Coverage of tribal natural resources is supported in part by Catena Foundation
Many in the U.S. may celebrate Mother’s Day with brunch, flowers or a card. But every Mother’s Day weekend, one Navajo family has a more hands-on observance, filled with hard hard work to help preserve a centuries-old Diné custom that’s in decline today.
Family and friends from as far as Germany traveled to the Navajo Nation, the largest U.S. reservation, to shear 134 Navajo-Churro sheep in two days.
The group is called Flocks of Grace, named by Navajo sisters Denise Rosales and Lori Curley of Cameron, who have kept the tradition going.

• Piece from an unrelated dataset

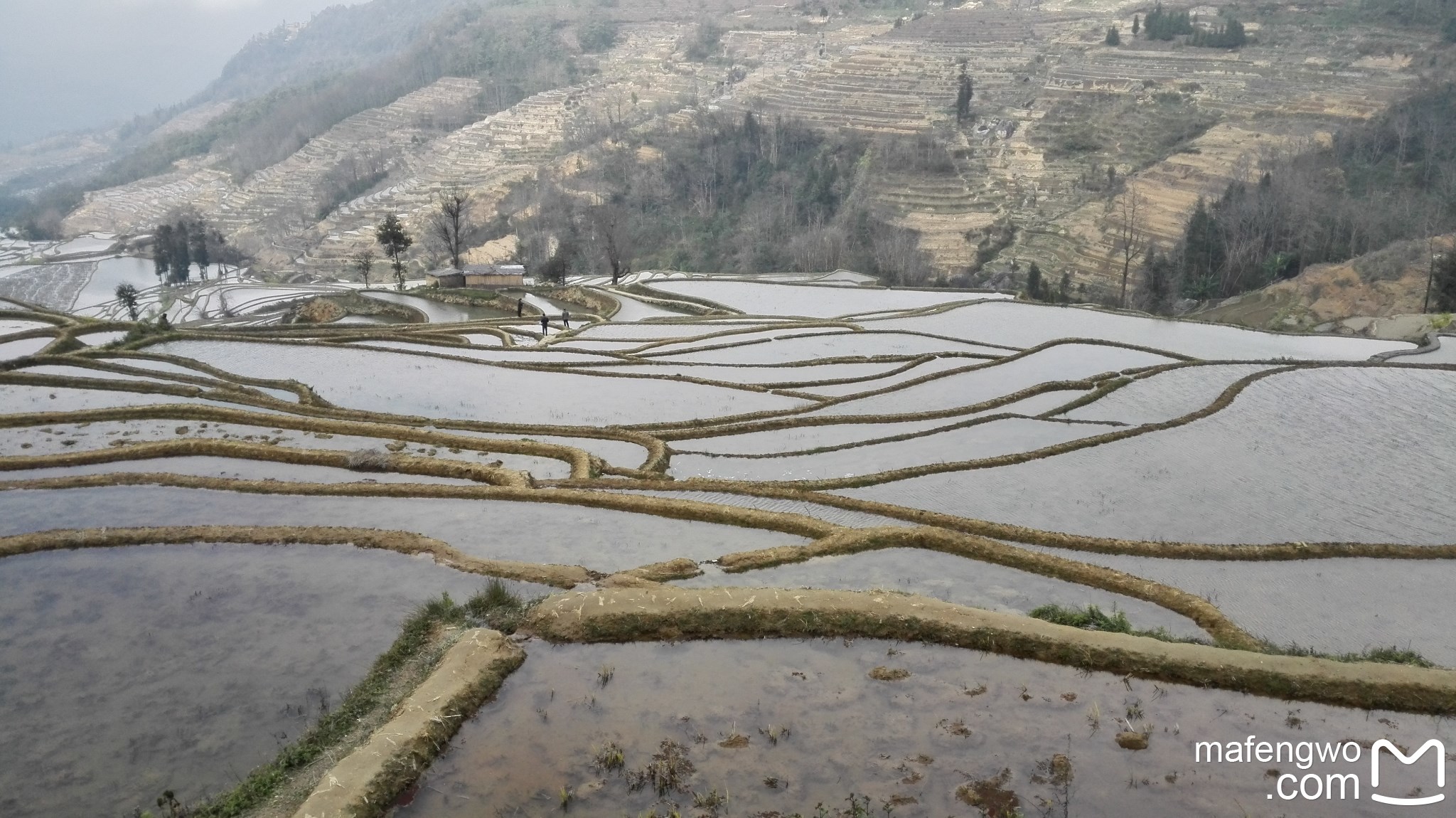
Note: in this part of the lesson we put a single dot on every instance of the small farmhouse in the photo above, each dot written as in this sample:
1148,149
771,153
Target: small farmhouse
478,277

It’s a tribute to their late grandmother Grace Tsinnie Yellowmexican, who passed away in 2017.
“Our flock started growing and growing, and our grandmother was so obsessed,” said Rosales, who explained that raising sheep was not only for mutton or wool, but once seen as a status symbol on the reservation.
But now, Curley shared it’s their way of simply remembering her.
“I was waiting for her to come around in that gold truck,” said Curley, “and then just stare at us from over there, make sure we’re doing it right.”
The Churro were the first domesticated sheep in the New World and were brought to the Diné in the Southwest during conquests by the Spanish.
Estimates indicate that Navajo-Churro sheep numbers have dwindled to some 8,000 on the sprawling 27,000-square-mile reservation spanning Arizona, Utah and New Mexico.